Matthew Kandrach – President, CASE
February 18, 2019 – https://bit.ly/2BINEGa
Pennsylvania is clearly riding a wave of brilliant innovation in digitalization. Advances in digital technologies used for fracking and directional drilling in the Marcellus and Utica shales are expected to have a significant impact on investment over the next few years, firming up the Keystone state’s position as one of the top producers of natural gas in the nation.
In November, Pennsylvania’s output of natural gas exceeded 18.2 billion cubic feet per day, second only to Texas and over 20 percent of U.S. gas production. This has put Pennsylvania in the driver’s seat for economic growth and jobs creation.
When it comes to innovation, nothing can compare to the shale revolution. Today shale gas techniques are being successfully grafted onto manufacturing, where companies are using advanced analytics and automation to create unimagined new products.
The shale revolution has been a game changer in every sense of the word. But its continued success is not foreordained. Several matters are up for consideration that will have a vital effect on investment in energy production – and how Pennsylvania’s economy fares in the next several years.
If Gov. Tom Wolf’s latest effort to clamp a severance tax on natural gas production winds up chasing away investors, it will haunt the state for years to come. And it would expose Pennsylvania to the risk of a loss of revenue and jobs, while threatening the long-term health of the state’s economy.
Jacking up taxes on gas production to pay for planned infrastructure improvements is a misguided attempt to deal with the state’s chronic problems in the short term that would cost billions in the long term. The state legislature has refused to approve the tax over the last several years, and for good reason. Pennsylvania already has a per well impact fee on gas production, which, when combined with other taxes paid by the industry as well as lease bonuses and royalties tied to natural gas development, more than compensates for the lack of a severance tax.
Both the Governor and other political leaders in the state made early and bold commitments to keep Pennsylvania competitive in gas production. Wolf has proposed economic incentives as part of a broader strategy, including the benefits that natural gas pipelines bring. However, if he shackles the oil and gas industry with a huge growth-killing severance tax, these commitments will mean little.
Because oil and gas prices are low, energy companies are understandably looking for ways to pare down production costs and save energy and money too. Taxes mean less money can be spent on gas exploration and production. And taxes translate directly into lost profit to business and give companies a plausible excuse to pull up stakes and move elsewhere.
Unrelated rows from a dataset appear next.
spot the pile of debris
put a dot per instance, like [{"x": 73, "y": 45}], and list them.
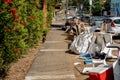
[{"x": 94, "y": 47}]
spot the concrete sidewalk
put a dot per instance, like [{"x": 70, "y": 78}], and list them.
[{"x": 52, "y": 63}]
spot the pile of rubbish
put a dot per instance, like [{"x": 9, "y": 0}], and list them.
[{"x": 94, "y": 47}]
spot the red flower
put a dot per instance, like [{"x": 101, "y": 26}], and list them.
[
  {"x": 22, "y": 22},
  {"x": 32, "y": 17},
  {"x": 16, "y": 29},
  {"x": 16, "y": 51},
  {"x": 8, "y": 1},
  {"x": 16, "y": 17},
  {"x": 13, "y": 10},
  {"x": 8, "y": 30}
]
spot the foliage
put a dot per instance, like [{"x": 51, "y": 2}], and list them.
[{"x": 21, "y": 26}]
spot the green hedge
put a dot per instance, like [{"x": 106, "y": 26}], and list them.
[{"x": 21, "y": 26}]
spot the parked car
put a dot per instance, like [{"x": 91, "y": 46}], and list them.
[
  {"x": 113, "y": 24},
  {"x": 97, "y": 21}
]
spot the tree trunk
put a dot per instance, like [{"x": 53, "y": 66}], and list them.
[{"x": 45, "y": 14}]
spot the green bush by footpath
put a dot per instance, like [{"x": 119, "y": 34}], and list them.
[{"x": 21, "y": 26}]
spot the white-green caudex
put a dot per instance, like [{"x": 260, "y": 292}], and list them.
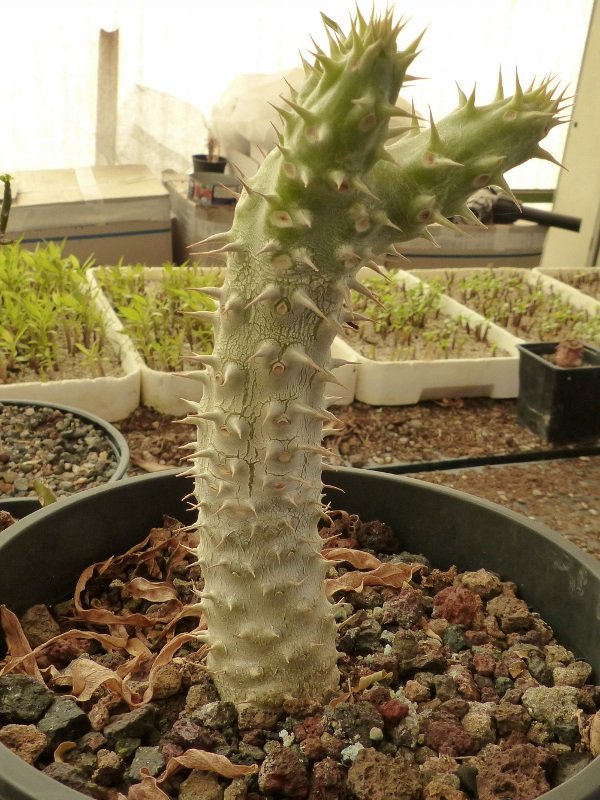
[{"x": 327, "y": 201}]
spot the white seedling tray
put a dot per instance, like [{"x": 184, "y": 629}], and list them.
[
  {"x": 168, "y": 392},
  {"x": 553, "y": 278},
  {"x": 407, "y": 382},
  {"x": 111, "y": 397}
]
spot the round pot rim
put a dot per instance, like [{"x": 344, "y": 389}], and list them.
[
  {"x": 115, "y": 438},
  {"x": 545, "y": 532},
  {"x": 27, "y": 783}
]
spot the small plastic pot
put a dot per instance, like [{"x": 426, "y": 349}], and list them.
[
  {"x": 560, "y": 404},
  {"x": 201, "y": 163}
]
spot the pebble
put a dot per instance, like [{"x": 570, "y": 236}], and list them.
[{"x": 53, "y": 446}]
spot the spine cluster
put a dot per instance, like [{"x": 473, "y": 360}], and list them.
[{"x": 327, "y": 201}]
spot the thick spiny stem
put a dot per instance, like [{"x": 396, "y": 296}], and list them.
[{"x": 323, "y": 204}]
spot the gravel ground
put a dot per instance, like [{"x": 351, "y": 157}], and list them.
[
  {"x": 564, "y": 494},
  {"x": 59, "y": 449}
]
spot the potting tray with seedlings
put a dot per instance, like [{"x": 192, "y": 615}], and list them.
[
  {"x": 408, "y": 323},
  {"x": 48, "y": 327},
  {"x": 54, "y": 341},
  {"x": 166, "y": 322},
  {"x": 166, "y": 312},
  {"x": 585, "y": 280},
  {"x": 519, "y": 301},
  {"x": 415, "y": 343}
]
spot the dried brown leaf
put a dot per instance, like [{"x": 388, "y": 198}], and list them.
[
  {"x": 394, "y": 575},
  {"x": 210, "y": 762},
  {"x": 149, "y": 590},
  {"x": 164, "y": 657},
  {"x": 22, "y": 657},
  {"x": 357, "y": 558},
  {"x": 147, "y": 789},
  {"x": 87, "y": 676}
]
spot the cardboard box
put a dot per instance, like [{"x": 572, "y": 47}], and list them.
[{"x": 108, "y": 213}]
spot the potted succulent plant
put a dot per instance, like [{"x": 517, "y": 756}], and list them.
[{"x": 327, "y": 201}]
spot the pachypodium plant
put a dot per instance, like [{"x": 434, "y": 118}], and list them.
[{"x": 327, "y": 201}]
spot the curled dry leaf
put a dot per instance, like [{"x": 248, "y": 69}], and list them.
[
  {"x": 147, "y": 789},
  {"x": 363, "y": 683},
  {"x": 87, "y": 676},
  {"x": 394, "y": 575},
  {"x": 164, "y": 657},
  {"x": 358, "y": 559},
  {"x": 22, "y": 657},
  {"x": 210, "y": 762},
  {"x": 102, "y": 616}
]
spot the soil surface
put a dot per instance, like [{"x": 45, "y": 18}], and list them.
[
  {"x": 563, "y": 493},
  {"x": 451, "y": 688}
]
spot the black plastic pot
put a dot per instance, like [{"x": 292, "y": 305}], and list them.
[
  {"x": 560, "y": 404},
  {"x": 21, "y": 506},
  {"x": 202, "y": 163},
  {"x": 557, "y": 579}
]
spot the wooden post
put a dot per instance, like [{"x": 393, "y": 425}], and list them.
[{"x": 108, "y": 92}]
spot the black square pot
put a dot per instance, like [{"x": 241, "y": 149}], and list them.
[{"x": 560, "y": 404}]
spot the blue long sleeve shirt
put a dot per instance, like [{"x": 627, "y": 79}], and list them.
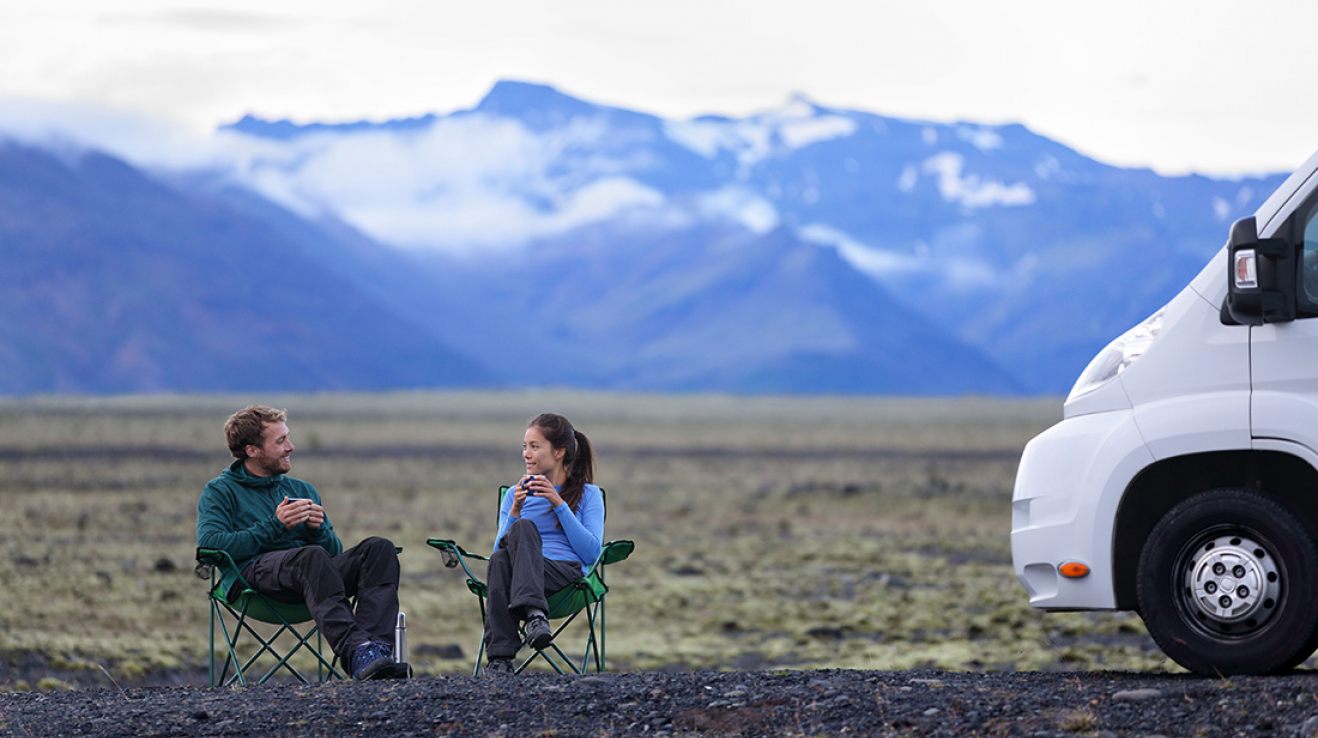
[{"x": 566, "y": 537}]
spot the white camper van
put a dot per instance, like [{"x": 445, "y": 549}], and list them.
[{"x": 1182, "y": 481}]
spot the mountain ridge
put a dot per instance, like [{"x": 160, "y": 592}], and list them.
[{"x": 986, "y": 248}]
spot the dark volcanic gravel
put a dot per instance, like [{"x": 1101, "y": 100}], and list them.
[{"x": 800, "y": 703}]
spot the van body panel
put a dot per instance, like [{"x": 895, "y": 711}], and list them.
[
  {"x": 1064, "y": 505},
  {"x": 1285, "y": 382},
  {"x": 1190, "y": 390}
]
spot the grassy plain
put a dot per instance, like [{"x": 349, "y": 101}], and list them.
[{"x": 771, "y": 533}]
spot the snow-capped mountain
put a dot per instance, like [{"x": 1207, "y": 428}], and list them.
[
  {"x": 1014, "y": 243},
  {"x": 800, "y": 249}
]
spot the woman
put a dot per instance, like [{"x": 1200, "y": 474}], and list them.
[{"x": 550, "y": 527}]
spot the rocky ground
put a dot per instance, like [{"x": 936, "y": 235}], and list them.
[{"x": 794, "y": 703}]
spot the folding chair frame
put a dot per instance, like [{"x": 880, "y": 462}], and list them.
[
  {"x": 251, "y": 605},
  {"x": 583, "y": 596}
]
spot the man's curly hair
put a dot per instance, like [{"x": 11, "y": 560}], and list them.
[{"x": 247, "y": 427}]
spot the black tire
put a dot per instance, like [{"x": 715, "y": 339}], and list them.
[{"x": 1229, "y": 584}]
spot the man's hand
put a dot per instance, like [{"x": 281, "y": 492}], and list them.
[{"x": 294, "y": 511}]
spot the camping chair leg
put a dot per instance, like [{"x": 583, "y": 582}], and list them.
[
  {"x": 480, "y": 651},
  {"x": 599, "y": 652},
  {"x": 231, "y": 655}
]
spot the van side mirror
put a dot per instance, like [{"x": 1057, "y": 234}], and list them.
[{"x": 1260, "y": 277}]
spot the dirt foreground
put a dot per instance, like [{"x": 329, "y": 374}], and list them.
[{"x": 799, "y": 703}]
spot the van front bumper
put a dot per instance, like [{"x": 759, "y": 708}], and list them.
[{"x": 1069, "y": 484}]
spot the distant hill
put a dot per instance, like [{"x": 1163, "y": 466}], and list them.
[
  {"x": 538, "y": 239},
  {"x": 116, "y": 282}
]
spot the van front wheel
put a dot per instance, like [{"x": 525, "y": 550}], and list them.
[{"x": 1227, "y": 584}]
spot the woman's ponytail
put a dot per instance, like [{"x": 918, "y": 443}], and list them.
[{"x": 577, "y": 460}]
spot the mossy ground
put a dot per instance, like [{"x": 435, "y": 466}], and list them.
[{"x": 771, "y": 533}]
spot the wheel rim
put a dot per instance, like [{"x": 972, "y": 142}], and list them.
[{"x": 1232, "y": 584}]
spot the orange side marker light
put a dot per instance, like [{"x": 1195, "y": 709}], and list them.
[{"x": 1073, "y": 569}]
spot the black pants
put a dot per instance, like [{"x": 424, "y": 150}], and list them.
[
  {"x": 367, "y": 571},
  {"x": 518, "y": 577}
]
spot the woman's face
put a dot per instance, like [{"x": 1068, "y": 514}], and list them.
[{"x": 541, "y": 456}]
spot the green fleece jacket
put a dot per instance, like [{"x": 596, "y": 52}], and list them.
[{"x": 236, "y": 514}]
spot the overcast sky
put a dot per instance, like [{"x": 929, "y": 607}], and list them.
[{"x": 1206, "y": 86}]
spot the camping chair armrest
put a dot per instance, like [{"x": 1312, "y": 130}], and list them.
[
  {"x": 218, "y": 559},
  {"x": 455, "y": 555},
  {"x": 613, "y": 552}
]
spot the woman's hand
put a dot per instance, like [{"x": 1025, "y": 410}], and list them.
[
  {"x": 519, "y": 493},
  {"x": 534, "y": 485},
  {"x": 541, "y": 486}
]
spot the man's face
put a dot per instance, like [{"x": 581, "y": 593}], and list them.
[{"x": 272, "y": 456}]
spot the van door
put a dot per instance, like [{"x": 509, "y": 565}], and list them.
[{"x": 1284, "y": 356}]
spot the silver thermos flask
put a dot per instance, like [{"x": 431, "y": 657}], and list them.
[{"x": 401, "y": 639}]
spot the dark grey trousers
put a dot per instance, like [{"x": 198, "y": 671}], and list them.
[
  {"x": 367, "y": 572},
  {"x": 519, "y": 577}
]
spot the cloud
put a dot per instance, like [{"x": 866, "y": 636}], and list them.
[{"x": 143, "y": 140}]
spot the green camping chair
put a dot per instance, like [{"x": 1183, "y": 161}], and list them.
[
  {"x": 584, "y": 596},
  {"x": 248, "y": 605}
]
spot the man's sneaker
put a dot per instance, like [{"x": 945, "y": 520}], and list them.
[
  {"x": 372, "y": 660},
  {"x": 498, "y": 667},
  {"x": 538, "y": 633}
]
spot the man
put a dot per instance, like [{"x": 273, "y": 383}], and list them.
[{"x": 277, "y": 533}]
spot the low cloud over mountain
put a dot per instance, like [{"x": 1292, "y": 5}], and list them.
[{"x": 542, "y": 240}]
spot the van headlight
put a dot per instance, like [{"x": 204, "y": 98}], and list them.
[{"x": 1118, "y": 355}]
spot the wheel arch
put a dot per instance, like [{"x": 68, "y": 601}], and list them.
[{"x": 1161, "y": 485}]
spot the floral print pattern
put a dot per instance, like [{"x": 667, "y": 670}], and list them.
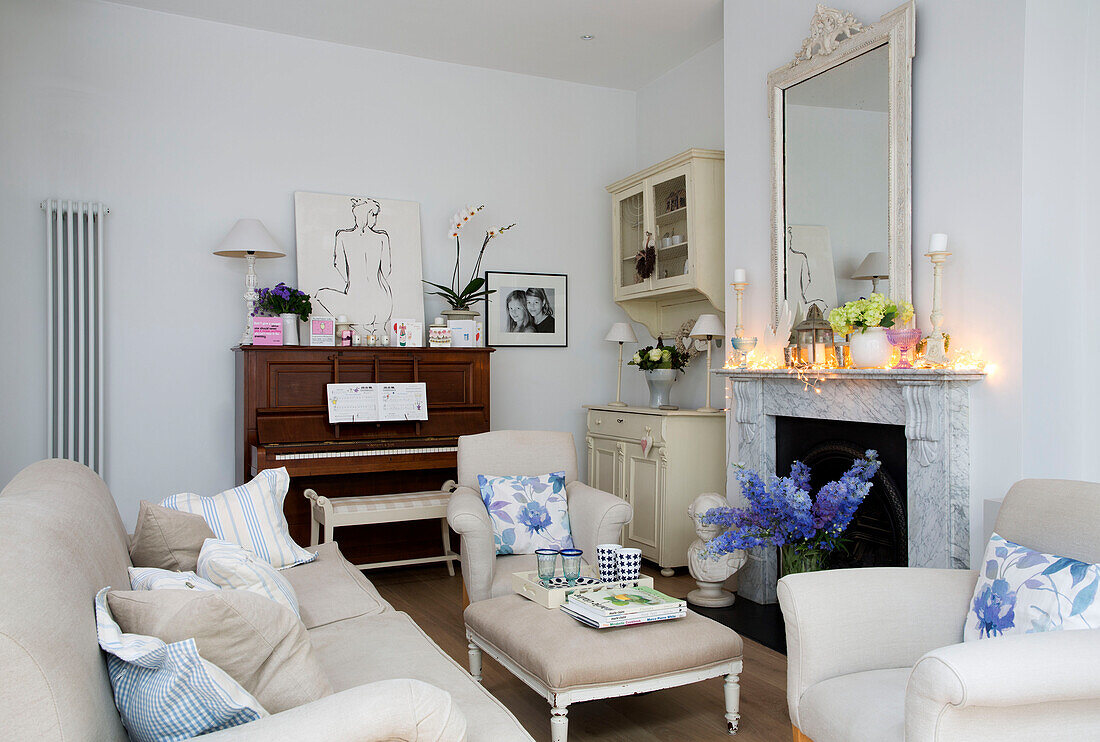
[
  {"x": 1023, "y": 591},
  {"x": 527, "y": 512}
]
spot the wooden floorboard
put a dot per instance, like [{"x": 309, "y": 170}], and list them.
[{"x": 692, "y": 712}]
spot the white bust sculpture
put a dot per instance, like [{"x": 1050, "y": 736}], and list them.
[{"x": 710, "y": 572}]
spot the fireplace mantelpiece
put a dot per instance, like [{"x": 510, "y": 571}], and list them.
[{"x": 933, "y": 405}]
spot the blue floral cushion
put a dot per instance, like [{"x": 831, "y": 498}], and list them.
[
  {"x": 527, "y": 512},
  {"x": 1024, "y": 591}
]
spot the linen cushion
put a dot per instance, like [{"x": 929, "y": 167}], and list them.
[
  {"x": 251, "y": 516},
  {"x": 167, "y": 691},
  {"x": 1022, "y": 590},
  {"x": 527, "y": 512},
  {"x": 151, "y": 578},
  {"x": 228, "y": 565},
  {"x": 259, "y": 644},
  {"x": 167, "y": 539}
]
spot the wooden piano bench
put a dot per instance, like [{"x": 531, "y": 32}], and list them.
[{"x": 331, "y": 512}]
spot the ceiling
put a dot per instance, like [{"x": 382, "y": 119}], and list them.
[{"x": 636, "y": 41}]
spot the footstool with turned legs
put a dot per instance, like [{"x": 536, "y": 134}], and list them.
[{"x": 568, "y": 662}]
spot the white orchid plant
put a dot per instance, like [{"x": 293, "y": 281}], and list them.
[{"x": 474, "y": 289}]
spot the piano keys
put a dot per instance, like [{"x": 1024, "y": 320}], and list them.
[{"x": 282, "y": 420}]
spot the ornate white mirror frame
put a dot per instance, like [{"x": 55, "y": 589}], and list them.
[{"x": 836, "y": 37}]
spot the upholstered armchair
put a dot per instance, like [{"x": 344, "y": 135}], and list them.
[
  {"x": 878, "y": 653},
  {"x": 595, "y": 517}
]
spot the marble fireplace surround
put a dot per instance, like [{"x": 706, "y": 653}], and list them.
[{"x": 934, "y": 407}]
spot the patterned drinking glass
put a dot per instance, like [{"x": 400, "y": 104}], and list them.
[
  {"x": 571, "y": 565},
  {"x": 548, "y": 562}
]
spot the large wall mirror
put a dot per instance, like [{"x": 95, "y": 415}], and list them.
[{"x": 840, "y": 139}]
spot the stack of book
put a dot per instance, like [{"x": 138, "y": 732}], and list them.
[{"x": 623, "y": 606}]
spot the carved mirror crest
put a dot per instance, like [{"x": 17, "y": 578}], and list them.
[{"x": 842, "y": 125}]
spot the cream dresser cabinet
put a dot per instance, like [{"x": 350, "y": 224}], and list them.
[{"x": 685, "y": 458}]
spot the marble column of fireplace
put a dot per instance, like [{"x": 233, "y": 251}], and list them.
[{"x": 933, "y": 405}]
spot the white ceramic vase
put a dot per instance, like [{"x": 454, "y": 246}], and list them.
[
  {"x": 289, "y": 328},
  {"x": 660, "y": 385},
  {"x": 870, "y": 349}
]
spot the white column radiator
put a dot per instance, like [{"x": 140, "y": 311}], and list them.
[{"x": 75, "y": 327}]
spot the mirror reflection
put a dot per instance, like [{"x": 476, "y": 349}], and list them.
[{"x": 836, "y": 184}]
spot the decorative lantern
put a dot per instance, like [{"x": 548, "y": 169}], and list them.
[{"x": 813, "y": 340}]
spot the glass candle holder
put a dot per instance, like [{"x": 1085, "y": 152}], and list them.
[{"x": 571, "y": 565}]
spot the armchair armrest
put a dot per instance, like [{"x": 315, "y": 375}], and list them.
[
  {"x": 595, "y": 517},
  {"x": 468, "y": 516},
  {"x": 400, "y": 709},
  {"x": 843, "y": 621},
  {"x": 1042, "y": 671}
]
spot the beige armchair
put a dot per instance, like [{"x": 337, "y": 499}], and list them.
[
  {"x": 878, "y": 653},
  {"x": 595, "y": 517}
]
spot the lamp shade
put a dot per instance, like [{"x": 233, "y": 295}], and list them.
[
  {"x": 249, "y": 236},
  {"x": 622, "y": 332},
  {"x": 876, "y": 265},
  {"x": 707, "y": 325}
]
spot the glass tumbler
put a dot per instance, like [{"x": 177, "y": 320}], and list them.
[
  {"x": 548, "y": 562},
  {"x": 571, "y": 565}
]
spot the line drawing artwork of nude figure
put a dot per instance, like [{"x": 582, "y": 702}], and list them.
[{"x": 361, "y": 255}]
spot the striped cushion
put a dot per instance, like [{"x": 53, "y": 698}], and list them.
[
  {"x": 228, "y": 565},
  {"x": 167, "y": 691},
  {"x": 153, "y": 578},
  {"x": 251, "y": 516}
]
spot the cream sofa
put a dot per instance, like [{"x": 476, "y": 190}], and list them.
[
  {"x": 878, "y": 653},
  {"x": 63, "y": 540}
]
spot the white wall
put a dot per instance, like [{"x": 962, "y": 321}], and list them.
[
  {"x": 679, "y": 110},
  {"x": 182, "y": 126},
  {"x": 967, "y": 139}
]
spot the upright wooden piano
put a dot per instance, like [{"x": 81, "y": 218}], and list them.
[{"x": 282, "y": 420}]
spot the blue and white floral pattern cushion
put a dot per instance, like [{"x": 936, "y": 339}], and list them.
[
  {"x": 527, "y": 512},
  {"x": 1023, "y": 591}
]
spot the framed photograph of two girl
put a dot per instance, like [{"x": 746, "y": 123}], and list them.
[{"x": 526, "y": 309}]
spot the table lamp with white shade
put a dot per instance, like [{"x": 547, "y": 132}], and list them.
[
  {"x": 249, "y": 239},
  {"x": 707, "y": 328},
  {"x": 620, "y": 332},
  {"x": 875, "y": 267}
]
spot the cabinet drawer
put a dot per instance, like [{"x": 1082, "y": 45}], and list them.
[{"x": 629, "y": 425}]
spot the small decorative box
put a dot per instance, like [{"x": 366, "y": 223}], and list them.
[
  {"x": 266, "y": 331},
  {"x": 528, "y": 585}
]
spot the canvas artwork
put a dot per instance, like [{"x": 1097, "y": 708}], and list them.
[
  {"x": 360, "y": 256},
  {"x": 526, "y": 309}
]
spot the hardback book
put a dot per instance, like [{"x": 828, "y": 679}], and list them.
[{"x": 616, "y": 601}]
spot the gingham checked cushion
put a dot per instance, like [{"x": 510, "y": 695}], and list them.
[
  {"x": 251, "y": 516},
  {"x": 154, "y": 578},
  {"x": 228, "y": 565},
  {"x": 167, "y": 691}
]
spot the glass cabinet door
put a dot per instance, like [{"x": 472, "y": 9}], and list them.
[
  {"x": 629, "y": 237},
  {"x": 670, "y": 217}
]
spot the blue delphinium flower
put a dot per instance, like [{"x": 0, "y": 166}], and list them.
[{"x": 996, "y": 609}]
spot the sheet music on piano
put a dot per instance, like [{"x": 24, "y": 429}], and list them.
[{"x": 373, "y": 402}]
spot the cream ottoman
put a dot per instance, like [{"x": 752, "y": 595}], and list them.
[{"x": 569, "y": 662}]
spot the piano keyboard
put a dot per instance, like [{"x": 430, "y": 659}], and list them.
[{"x": 369, "y": 452}]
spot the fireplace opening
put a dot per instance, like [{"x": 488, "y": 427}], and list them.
[{"x": 878, "y": 534}]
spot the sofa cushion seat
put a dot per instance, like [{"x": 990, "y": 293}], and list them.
[
  {"x": 391, "y": 645},
  {"x": 860, "y": 706},
  {"x": 330, "y": 588}
]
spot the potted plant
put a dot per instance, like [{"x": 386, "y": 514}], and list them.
[
  {"x": 288, "y": 305},
  {"x": 462, "y": 300},
  {"x": 866, "y": 321},
  {"x": 660, "y": 365},
  {"x": 782, "y": 513}
]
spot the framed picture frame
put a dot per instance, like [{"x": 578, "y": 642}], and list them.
[{"x": 527, "y": 309}]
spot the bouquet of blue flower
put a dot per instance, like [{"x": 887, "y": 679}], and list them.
[{"x": 782, "y": 513}]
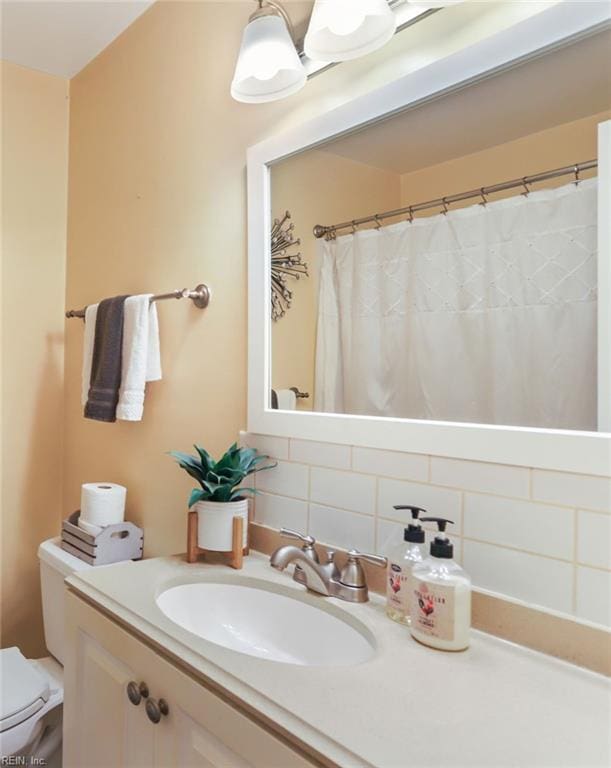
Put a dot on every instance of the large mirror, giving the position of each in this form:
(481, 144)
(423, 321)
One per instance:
(472, 295)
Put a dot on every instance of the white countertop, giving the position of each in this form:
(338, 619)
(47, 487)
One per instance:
(496, 704)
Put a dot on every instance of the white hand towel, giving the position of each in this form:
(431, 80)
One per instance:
(91, 314)
(287, 399)
(140, 359)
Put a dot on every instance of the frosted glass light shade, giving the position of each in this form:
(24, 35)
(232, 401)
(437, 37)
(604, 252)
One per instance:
(340, 30)
(426, 4)
(268, 66)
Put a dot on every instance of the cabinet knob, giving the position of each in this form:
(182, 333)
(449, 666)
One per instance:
(155, 709)
(136, 692)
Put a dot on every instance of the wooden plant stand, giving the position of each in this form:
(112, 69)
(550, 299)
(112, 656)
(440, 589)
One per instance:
(236, 553)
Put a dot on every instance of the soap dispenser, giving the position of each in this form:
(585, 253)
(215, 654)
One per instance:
(400, 564)
(440, 600)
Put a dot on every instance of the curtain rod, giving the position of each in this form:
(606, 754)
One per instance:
(330, 231)
(200, 296)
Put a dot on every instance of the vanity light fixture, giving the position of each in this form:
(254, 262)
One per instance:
(268, 66)
(340, 30)
(426, 5)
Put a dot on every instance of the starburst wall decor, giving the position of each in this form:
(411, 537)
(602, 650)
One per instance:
(284, 265)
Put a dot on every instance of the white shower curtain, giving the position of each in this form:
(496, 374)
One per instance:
(486, 314)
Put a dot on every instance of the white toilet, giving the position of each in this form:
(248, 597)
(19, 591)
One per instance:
(32, 690)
And Pennsylvania would squander a chance to use committed funds for energy technologies that are potential revenue-producing engines like battery storage, advanced nuclear power, and electrification of transportation.
Like shale production, these are the types of advanced technologies that can make a difference. With innovation comes a stream of benefits – revenue, jobs, and new investments in radically new and different products that can potentially yield billions in consumer benefits. It’s nice to know the scales of technology and spending are enormous.